Hace ya casi un año, exponía lo mismo, y transcurrido ese tiempo, la situación es similar, no hay pruebas científicas que lo sustenten. E insisto, es absolutamente peligroso afirmar, por un lado, que la nueva variante atenta contra la salud de nuestros animales, tan solo por el estudio de 3 casos en todo el mundo; y, por otro, y más importante, está totalmente fuera de lugar dejar en el aire el hecho de que “se esté investigando si los perros y gatos pueden ser vectores de contagio”.

No olvidemos que el año pasado vimos imágenes dantescas en China de animales domésticos arrojados cruelmente por las ventanas; tengamos en cuenta el incremento exponencial de abandonos de mascotas que ha habido a nivel global durante los primeros meses de la pandemia, como consecuencia de elucubraciones sin base científica.

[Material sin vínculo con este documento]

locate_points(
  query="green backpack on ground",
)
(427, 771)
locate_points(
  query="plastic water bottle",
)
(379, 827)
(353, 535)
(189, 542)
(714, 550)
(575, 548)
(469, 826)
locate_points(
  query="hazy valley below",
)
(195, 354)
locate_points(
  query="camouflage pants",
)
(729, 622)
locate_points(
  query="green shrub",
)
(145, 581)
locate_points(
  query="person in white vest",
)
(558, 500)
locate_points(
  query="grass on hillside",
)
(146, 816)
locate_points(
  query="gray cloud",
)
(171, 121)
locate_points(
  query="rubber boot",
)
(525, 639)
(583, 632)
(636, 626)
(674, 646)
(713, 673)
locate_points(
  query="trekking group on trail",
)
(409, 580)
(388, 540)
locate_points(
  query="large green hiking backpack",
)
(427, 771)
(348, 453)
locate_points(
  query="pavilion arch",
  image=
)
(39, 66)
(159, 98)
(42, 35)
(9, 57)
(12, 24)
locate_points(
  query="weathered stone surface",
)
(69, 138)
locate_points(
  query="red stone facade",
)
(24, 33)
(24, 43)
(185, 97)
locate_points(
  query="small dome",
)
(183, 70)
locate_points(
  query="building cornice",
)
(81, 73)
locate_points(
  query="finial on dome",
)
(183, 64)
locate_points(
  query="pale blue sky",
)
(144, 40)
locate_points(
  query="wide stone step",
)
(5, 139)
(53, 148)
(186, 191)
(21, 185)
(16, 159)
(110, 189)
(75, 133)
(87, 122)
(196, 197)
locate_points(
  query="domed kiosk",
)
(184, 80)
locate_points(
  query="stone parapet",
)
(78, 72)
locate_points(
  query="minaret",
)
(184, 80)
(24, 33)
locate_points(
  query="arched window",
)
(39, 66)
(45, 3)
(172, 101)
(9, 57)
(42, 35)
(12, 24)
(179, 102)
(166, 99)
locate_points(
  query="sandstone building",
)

“No generemos otro problema de salud publica donde no lo hay”

Santiago Vega, catedrático de Salud Animal

¿Qué interés hay en demostrar si los perros o gatos pueden ser propagadores del virus?

Esta pregunta la formula Santiago Vega, experto en Salud Animal, pues no concibe como después de 1 año, se sigue generando esta alarma social en los medios de comunicación y la sociedad, aún sin haber estudios científicos publicados. “La OMS y la OIE, las autoridades sanitarias internacionales, no se han pronunciado al respecto. Ninguna ha afirmado que las mascotas puedan ser propagadoras del COVID-19”, subraya.

Es más, en todo caso y tal y como insiste Vega, “son víctimas colaterales, pues el mínimo número de casos que se han detectado a nivel mundial de mascotas con anticuerpos COVID o de las que se ha aislado el virus, se han infectado a partir de sus dueños y han sido asintomáticas”.

Por todo lo expuesto, el veterinario recalca que “desde un punto de vista epidemiológico, no hay que alarmarse, mientras no lo confirmen las pruebas y los organismos científicos”.  Vega explica que lo que se ha publicado estos días en medios, atiende más a datos preliminares, sacados en una revista que hace alusión a ese tipo de estimaciones, pero sin haberse concluido para su publicación de una revisión por pares.

De hecho, plantea tres preguntas:

  • ¿Hay evidencia científica de que el COVID-19 y su variante británica tengan relación directa con los cuadros cardiacos o digestivos descritos en esas mascotas?
  • ¿Se ha demostrado que un perro infectado por COVID-19 transmita el virus a otro perro? ¿Y los gatos?
  • ¿Se ha demostrado que las mascotas puedan transmitir el virus a humanos?

La respuesta a las tres es NO. “No está demostrado que ese virus salte de perro en perro o a otras personas”, insiste el veterinario.

“Nadie ha demostrado aún que las mascotas puedan ser contagiosas”

Hasta la OIE ha advertido en numerosas ocasiones de que “no hay pruebas de que las mascotas transmitan el virus a humanos, algo que podría ocurrir al revés, pero de forma muy ocasional”.

Por tanto, y como ya adelantaba antes, es totalmente peligroso e irresponsable lanzar según qué afirmaciones, puesto que al final son las que ponen el riesgo la vida de los animales domésticos. Esperemos no acaben arrojados por las ventanas, o en las cunetas de nuestras carreteras otra vez.